We shared the first three of today’s locks with a pair in an open canoe. They weren’t much slower than we were, but we left them below Godstow. I suspect they stopped for lunch…
Kings Lock, with company
They are heading for the Thames Barrier, I hope they’ve got bailers ready for when they meet the ferries!
Godstow Lock after Kings, alongside the ruined nunnery where Henry II’s mistress is reputedly buried. A later Henry, number 8, had the nunnery closed during the Dissolution in 1539, and it’s final destruction was at the hands of Fairfax, Cromwell’s New Model Army commander, in 1645.
Dropping down Godstow Lock, the nunnery ruins in the background.
The day had started dull, cool and breezy, but by the time we’d got this far it was starting to get hot again.
Out of Godstow the river passes Port Meadow, a vast unspoilt area of grazing. The cattle and ponies were taking advantage of the shallows for a foot spa…
The river splits into backwaters at Binsey, the main navigation channel now quite narrow and overgrown. Also a little faster than the broader reaches above and below.
I didn’t notice these signs last time we were here…
…although the state of the bank makes the restriction pretty moot!
The second Oxford Canal connection is the Sheepwash Channel, passed a few hundred yards above the infamously low Osney Bridge.
Sheepwash Channel
Restricted headroom under Osney Bridge.
The last time we came this way the river was up a bit, and we twanged the aerials on the roof. Today they were no-where near the framework.
The lock landing above Osney Lock can be tricky if the river is running, opposite two weirs that carry the water around the lock.
Osney weirs, the lock ahead.
We’d pulled into a vacant space on the Oxford Road moorings for a short stop to give Meg a comfort break.
Meg emptied, a brew and a slice of Eynsham butcher’s pork pie, and we were dropping down Osney Lock, this time in company with a launch.

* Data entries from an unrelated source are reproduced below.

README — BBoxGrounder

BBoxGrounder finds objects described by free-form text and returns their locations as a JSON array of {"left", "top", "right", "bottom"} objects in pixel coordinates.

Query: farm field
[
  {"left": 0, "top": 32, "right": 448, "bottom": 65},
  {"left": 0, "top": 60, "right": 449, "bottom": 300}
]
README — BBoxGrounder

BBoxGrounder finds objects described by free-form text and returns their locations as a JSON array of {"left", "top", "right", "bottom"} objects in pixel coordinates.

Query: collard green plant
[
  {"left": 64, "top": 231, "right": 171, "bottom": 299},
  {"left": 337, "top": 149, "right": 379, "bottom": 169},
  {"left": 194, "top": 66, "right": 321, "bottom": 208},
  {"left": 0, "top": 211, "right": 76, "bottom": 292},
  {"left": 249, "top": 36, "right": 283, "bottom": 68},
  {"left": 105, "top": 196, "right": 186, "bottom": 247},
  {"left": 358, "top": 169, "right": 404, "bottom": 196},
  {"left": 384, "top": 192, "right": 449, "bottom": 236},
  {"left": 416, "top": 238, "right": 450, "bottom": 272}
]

Osney Lock, ready to kick us out
The river, now constrained between reinforced banks, twists and turns around the southern edge of Oxford before it’s eeny, meeny, miney, mo time at Folly Bridge. This time we decided to go right…
Folly Bridge
After the relatively narrow stretch it‘s a pleasure to get out on the wide reach used by the university boat clubs.

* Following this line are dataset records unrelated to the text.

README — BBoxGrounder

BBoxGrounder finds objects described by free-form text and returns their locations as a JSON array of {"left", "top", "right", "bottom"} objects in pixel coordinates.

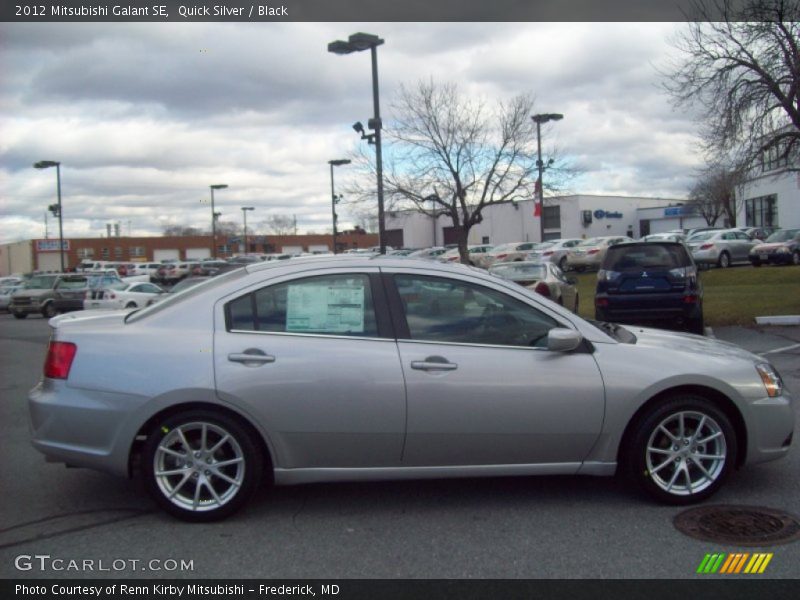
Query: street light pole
[
  {"left": 531, "top": 113, "right": 563, "bottom": 243},
  {"left": 241, "top": 207, "right": 254, "bottom": 254},
  {"left": 328, "top": 32, "right": 387, "bottom": 254},
  {"left": 34, "top": 160, "right": 64, "bottom": 272},
  {"left": 209, "top": 184, "right": 228, "bottom": 259},
  {"left": 328, "top": 159, "right": 351, "bottom": 254}
]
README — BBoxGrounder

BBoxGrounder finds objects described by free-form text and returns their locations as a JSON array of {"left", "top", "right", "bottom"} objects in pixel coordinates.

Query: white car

Out on the broad reach below Christ Church Meadow
Our first encounter with a trip boat
Iffley Lock was on DIY when we arrived, the chap on the launch had passed us and was filling the lock, so I was able to go straight in. I‘d agreed to close up after us, but then a Salter’s Steamer turned up, making it easier all round.
Iffley Lock
Good timing.
First choice for mooring was Rose Island, but any useable spots there were occupied, so we motored on, finally tying up in the weeds above Sandford Lock. There are two spaces on the hard edge at the landing, but these were full, so we’re on a rough edge and sitting on the mud each time the lock is filled.
Moored above Sandford Lock
After a brew and a paddle in the river for Meg I got stuck in to swap the duff alternator. Not a task I relished, a hot alternator on a hot engine on a hot afternoon. But needs must. I removed the old one and fitted another that I’d had recon’ed 18 months ago, and fired up the engine. Satisfaction. No warning lights, and a charge rate. A low charge rate because the batteries were fully charged. But after running the engine for less than a minute I noticed a smell of burning, hot insulation, and the “new” alternator was too hot to touch. Bugger! Obviously something not right.
So after a round of phone calls I‘ve arranged for a new unit to be delivered to Abingdon Boat Centre on Saturday morning (for a price!), and the motor factors in the town will take the defective one away and get it checked out. Ah well, these things are sent to try us.
So tomorrow we’ll have just two locks and 5 miles to do, hopefully mooring near Abingdon Bridge.